3DCaricShop: A Dataset and A Baseline Method for Single-view 3D Caricature Face Reconstruction

Caricature is an artistic representation that deliberately exaggerates the distinctive features of a human face to convey humor or sarcasm. However, reconstructing a 3D caricature from a 2D caricature image remains a challenging task, mostly due to the lack of data. We propose to fill this gap by introducing 3DCaricShop, the first large-scale 3D caricature dataset that contains 2000 high-quality diversified 3D caricatures manually crafted by professional artists. 3DCaricShop also provides rich annotations including a paired 2D caricature image, camera parameters and 3D facial landmarks. To demonstrate the advantage of 3DCaricShop, we present a novel baseline approach for single-view 3D caricature reconstruction. To ensure a faithful reconstruction with plausible face deformations, we propose to connect the good ends of the detail-rich implicit functions and the parametric mesh representations. In particular, we first register a template mesh to the output of the implicit generator and iteratively project the registration result onto a pre-trained PCA space to resolve artifacts and self-intersections.
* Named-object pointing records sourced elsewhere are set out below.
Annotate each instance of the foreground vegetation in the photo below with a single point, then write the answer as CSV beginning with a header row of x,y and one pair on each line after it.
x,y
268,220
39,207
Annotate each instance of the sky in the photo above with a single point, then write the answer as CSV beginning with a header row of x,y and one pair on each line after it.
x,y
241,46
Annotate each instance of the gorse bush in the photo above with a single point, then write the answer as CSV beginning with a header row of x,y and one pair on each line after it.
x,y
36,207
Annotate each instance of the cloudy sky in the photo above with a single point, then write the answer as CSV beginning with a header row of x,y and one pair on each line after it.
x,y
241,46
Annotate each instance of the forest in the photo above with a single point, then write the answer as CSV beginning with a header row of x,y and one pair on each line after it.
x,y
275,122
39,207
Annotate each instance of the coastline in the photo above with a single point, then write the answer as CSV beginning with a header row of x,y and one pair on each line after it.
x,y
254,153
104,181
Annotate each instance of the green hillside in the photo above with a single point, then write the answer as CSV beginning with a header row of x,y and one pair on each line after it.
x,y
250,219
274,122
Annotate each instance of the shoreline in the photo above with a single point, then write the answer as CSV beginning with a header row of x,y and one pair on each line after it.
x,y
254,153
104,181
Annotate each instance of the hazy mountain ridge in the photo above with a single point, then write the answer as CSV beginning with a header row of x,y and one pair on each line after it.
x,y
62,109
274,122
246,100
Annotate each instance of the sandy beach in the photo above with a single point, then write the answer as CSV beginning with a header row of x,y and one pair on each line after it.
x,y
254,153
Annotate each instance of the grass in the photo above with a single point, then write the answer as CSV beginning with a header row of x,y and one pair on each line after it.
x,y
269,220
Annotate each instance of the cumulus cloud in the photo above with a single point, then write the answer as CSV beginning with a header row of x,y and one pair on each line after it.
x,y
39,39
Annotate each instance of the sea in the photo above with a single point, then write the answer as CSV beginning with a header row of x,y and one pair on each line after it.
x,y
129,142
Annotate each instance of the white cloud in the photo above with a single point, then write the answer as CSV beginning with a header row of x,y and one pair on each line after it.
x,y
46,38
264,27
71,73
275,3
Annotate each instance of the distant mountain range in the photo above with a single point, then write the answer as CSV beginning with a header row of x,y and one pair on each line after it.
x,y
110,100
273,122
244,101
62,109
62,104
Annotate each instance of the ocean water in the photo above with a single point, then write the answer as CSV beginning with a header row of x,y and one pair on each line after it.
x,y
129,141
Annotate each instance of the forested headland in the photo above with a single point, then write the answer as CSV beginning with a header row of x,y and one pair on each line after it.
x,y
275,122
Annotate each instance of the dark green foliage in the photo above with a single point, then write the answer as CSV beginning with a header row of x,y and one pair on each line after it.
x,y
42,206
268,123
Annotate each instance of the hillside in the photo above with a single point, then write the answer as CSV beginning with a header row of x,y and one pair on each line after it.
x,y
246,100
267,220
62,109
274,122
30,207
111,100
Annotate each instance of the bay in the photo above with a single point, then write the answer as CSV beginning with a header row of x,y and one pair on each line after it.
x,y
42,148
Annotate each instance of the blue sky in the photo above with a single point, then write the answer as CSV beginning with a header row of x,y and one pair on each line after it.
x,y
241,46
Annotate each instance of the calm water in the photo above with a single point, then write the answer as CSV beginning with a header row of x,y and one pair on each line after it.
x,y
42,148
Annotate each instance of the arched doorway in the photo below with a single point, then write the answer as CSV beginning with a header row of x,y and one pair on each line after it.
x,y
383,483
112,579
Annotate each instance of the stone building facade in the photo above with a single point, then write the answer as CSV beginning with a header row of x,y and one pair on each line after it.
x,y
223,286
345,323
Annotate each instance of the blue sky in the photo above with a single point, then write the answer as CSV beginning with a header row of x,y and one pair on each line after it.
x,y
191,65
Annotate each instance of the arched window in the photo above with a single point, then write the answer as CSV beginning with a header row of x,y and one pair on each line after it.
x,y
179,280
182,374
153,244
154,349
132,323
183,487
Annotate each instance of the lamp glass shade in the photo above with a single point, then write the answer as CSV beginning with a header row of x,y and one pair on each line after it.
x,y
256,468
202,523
To deal with the large deformation during non-rigid registration, we propose a novel view-collaborative graph convolution network (VC-GCN) to extract key points from the implicit mesh for accurate alignment. Our method is able to generate high-fidelity 3D caricature in a pre-defined mesh topology that is animation-ready. Extensive experiments have been conducted on 3DCaricShop to verify the significance of the database and the effectiveness of the proposed method. We will release 3DCaricShop upon publication.

[1]  Wen Gao,et al.  Semi‐Supervised Learning in Reconstructed Manifold Space for 3D Caricature Generation , 2009, Comput. Graph. Forum.

[2]  Ruigang Yang,et al.  FaceScape: A Large-Scale High Quality 3D Face Dataset and Detailed Riggable 3D Face Prediction , 2020, 2020 IEEE/CVF Conference on Computer Vision and Pattern Recognition (CVPR).

[3]  Kyoung Mu Lee,et al.  V2V-PoseNet: Voxel-to-Voxel Prediction Network for Accurate 3D Hand and Human Pose Estimation from a Single Depth Map , 2017, 2018 IEEE/CVF Conference on Computer Vision and Pattern Recognition.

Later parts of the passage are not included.